Updating CRA Geography: It’s Not Just About Assessment Areas
In our modern digital area, industries once dominated by brick-and-mortar institutions have shifted much of their operations online. Banking is no exception. However, some important banking regulations have not been fully updated to account for contemporary changes in lending activity.
In his recent paper, “Updating CRA Geography: It’s Not Just About Assessment Areas,” NYU Furman Center Senior Policy Fellow Mark A. Willis offers his suggestions on how to effectively modernize one crucial regulation authorized under the Community Reinvestment Act (CRA). Published by the Penn Institute for Urban Research, the paper proposes a method to evaluate the CRA performance of large retail banks that use the internet to serve customers located beyond their branch network.

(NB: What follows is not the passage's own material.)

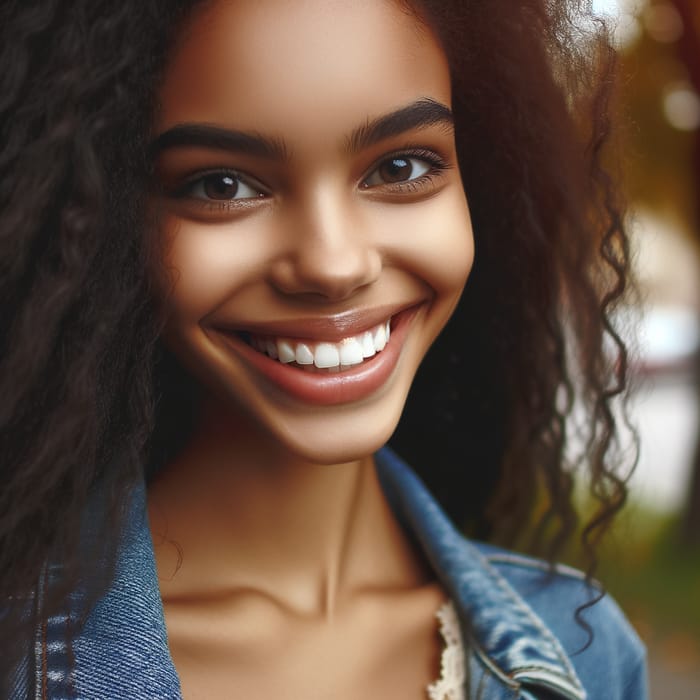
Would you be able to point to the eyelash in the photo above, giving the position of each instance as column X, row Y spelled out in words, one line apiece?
column 435, row 163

The CRA was passed in 1977 to encourage banks to help meet the credit needs of their local communities. The legislation reflected the concern that many low- and moderate income (LMI) neighborhoods suffered a shortage of credit. The CRA regulations require banks to delineate “assessment areas” (AAs) surrounding their branches, or if they have no branches then at least one AA around their main office, where they needed to focus such CRA activities as:
- Mortgage loans
- Small business loans
- Retail bank services
- Community Development loans, investment, and services
The proposal provides roadmaps for updating the evaluation of the CRA performance of (1) branchless, large retail internet banks and (2) large internet retail banks with deposit-taking branches. Because regulators currently focus their evaluation of banks on their CRA performance within designated AAs, these geographically-unbounded banking institutions are discouraged from expanding their CRA efforts beyond their AAs, leading to “hotspots” of concentrated CRA activity.
The core of the proposal involves separately weighing a bank’s CRA activity within its AA/AAs and outside its AA/AAs, with the latter evaluation consisting of tests for both the bank’s retail products (built up from evaluations at the local level) and community development activities (evaluated at the national level) to ensure it is meeting the needs of LMI households and communities. By separately evaluating these two types of CRA activities using existing CRA exam tools, the paper asserts that banks will be more confident in their ability to get CRA credit for conducting eligible activities in areas of high need that may be outside their AA/AAs.
Additionally, the paper calls for consideration of eliminating the requirement of an AA for branchless banks, to allow them to focus directly on finding the best national opportunities for meeting their affirmative obligations and reducing the likelihood of hotspots.
Ultimately, by removing the barriers that limit incentives for banks to serve a broader range of LMI communities, these proposals could encourage banks to seek out activities that have the most impact, and ultimately encourage more effective use of CRA resources.